Bucket three: report writing. A surprising number of OSCP candidates pass the practical and fail the exam because their report is incomplete or unreadable. Build the habit early. Every box you root, write a one-page report immediately: target IP, methodology, screenshots, the exact command and payload that worked, and the privilege escalation path. By the time you sit the exam, the report template should be muscle memory.
A Realistic 12-Week Schedule
Here is the rough cadence that has worked for me and for most candidates I've talked to. Adjust for your starting level and your day job.
Weeks 1–3 : Foundations + Linux/Windows enumeration drills
Target: 10 easy HTB / TryHackMe boxes, with reports.
Weeks 4–6 : Web app exploitation focus
SQLi, LFI/RFI, file upload, deserialisation, auth bypass.
Target: 10 medium boxes, web-heavy.
Weeks 7–9 : Privilege escalation deep-dive
Linux: SUID, sudo misconfig, kernel, capabilities.
Windows: services, registry, tokens, GPO.
Target: 15 boxes, mixed difficulty.
Weeks 10–11 : Active Directory + buffer overflow refresher
Kerberoasting, AS-REP, GPP, BloodHound flows.
Target: 5 AD-flavoured boxes + 2 full buffer overflows.
Week 12 : Exam simulation
Two full 24-hour practice exams from the OffSec or
proving-grounds catalogue. Treat them like the real thing —
no breaks longer than 30 min, no cheat sheets you wouldn't
have on exam day.
The 24-hour practice exams are the single biggest predictor of whether you pass on the first try. The exam isn't hard because the boxes are individually impossible — they aren't — it's hard because by hour 18 you are exhausted, sloppy, and starting to convince yourself that the rabbit hole is the answer. Doing it twice in practice teaches you what your own brain does at 3 AM, which is the most useful information you can have on exam day.
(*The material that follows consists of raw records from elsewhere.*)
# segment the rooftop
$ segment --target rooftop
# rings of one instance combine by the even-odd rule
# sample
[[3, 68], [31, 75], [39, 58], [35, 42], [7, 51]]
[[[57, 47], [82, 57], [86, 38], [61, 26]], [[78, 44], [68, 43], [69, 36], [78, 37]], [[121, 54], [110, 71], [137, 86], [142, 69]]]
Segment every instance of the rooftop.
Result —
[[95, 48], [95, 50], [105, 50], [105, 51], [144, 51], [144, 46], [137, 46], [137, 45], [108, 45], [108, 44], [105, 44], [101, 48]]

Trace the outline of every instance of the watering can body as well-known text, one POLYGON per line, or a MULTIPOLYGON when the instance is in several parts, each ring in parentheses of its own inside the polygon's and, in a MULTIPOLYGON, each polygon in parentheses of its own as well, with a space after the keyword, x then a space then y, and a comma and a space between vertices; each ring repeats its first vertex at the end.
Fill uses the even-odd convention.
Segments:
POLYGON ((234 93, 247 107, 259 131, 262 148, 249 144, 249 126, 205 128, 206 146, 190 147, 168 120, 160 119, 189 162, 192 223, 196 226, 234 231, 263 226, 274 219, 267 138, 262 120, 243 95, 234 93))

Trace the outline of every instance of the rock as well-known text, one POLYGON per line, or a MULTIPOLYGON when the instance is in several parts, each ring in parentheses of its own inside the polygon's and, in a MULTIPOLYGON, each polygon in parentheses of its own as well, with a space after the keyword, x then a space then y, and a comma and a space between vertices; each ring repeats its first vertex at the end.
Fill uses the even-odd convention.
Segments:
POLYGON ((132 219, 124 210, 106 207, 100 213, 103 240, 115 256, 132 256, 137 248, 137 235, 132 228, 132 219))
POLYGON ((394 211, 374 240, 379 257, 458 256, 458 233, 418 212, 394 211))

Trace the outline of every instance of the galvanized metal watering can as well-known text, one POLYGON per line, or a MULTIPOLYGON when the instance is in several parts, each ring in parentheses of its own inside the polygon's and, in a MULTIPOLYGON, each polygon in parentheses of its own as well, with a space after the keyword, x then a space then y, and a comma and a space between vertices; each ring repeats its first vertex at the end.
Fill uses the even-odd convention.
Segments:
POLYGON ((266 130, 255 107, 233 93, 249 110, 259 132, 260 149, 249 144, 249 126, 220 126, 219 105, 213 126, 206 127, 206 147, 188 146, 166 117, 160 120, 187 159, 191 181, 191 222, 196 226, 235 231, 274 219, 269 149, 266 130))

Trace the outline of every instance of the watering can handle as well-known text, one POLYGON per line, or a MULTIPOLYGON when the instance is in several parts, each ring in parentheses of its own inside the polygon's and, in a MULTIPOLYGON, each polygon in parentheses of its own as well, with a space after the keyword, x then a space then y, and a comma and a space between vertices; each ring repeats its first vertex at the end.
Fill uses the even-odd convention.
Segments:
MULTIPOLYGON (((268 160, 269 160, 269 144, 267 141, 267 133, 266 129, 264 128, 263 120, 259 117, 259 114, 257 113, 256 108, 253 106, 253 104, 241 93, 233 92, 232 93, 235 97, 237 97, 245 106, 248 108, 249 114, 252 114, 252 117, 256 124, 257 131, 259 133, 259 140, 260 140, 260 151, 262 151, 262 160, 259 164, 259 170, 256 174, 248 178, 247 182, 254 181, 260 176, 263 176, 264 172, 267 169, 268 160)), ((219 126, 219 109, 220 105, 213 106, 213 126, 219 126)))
Tools You'll Use Every Single Day
The OffSec exam restricts some automated tools, so build your toolkit around what is explicitly allowed: nmap, gobuster / feroxbuster, nikto, wpscan, crackmapexec, evil-winrm, responder, impacket, bloodhound, linpeas, winpeas. You can use Metasploit on one box only — pick the one where its payload generation actually saves you time, not the one where you're stuck.
A small thing that pays disproportionate dividends: keep a personal cheatsheet of every successful command you've ever run, organised by phase (recon, web, priv-esc, AD, post-ex). I keep mine in a single Markdown file with Ctrl+F as the search engine. By month three of prep, that file is more useful than any course material.
For browser-side tasks during the exam — encoding payloads, generating reverse shells, decoding JWTs — having a private, ad-free, locally-running toolkit beats Googling under time pressure. The tools on this site are exactly that: the reverse shell generator, the payload encoder, and the XSS payloads reference all earn their bookmark on exam day.
Practical Takeaways
If I were starting over tomorrow, the three things I would do differently are: start the report template in week one (not week ten), do all the TJ Null boxes before the exam (not the popular half), and book the practice exams the moment I started prep so I had a hard deadline. Pass or fail, the prep itself will make you a measurably better pentester. That's the part nobody can take away from you, regardless of which letter shows up on the result page.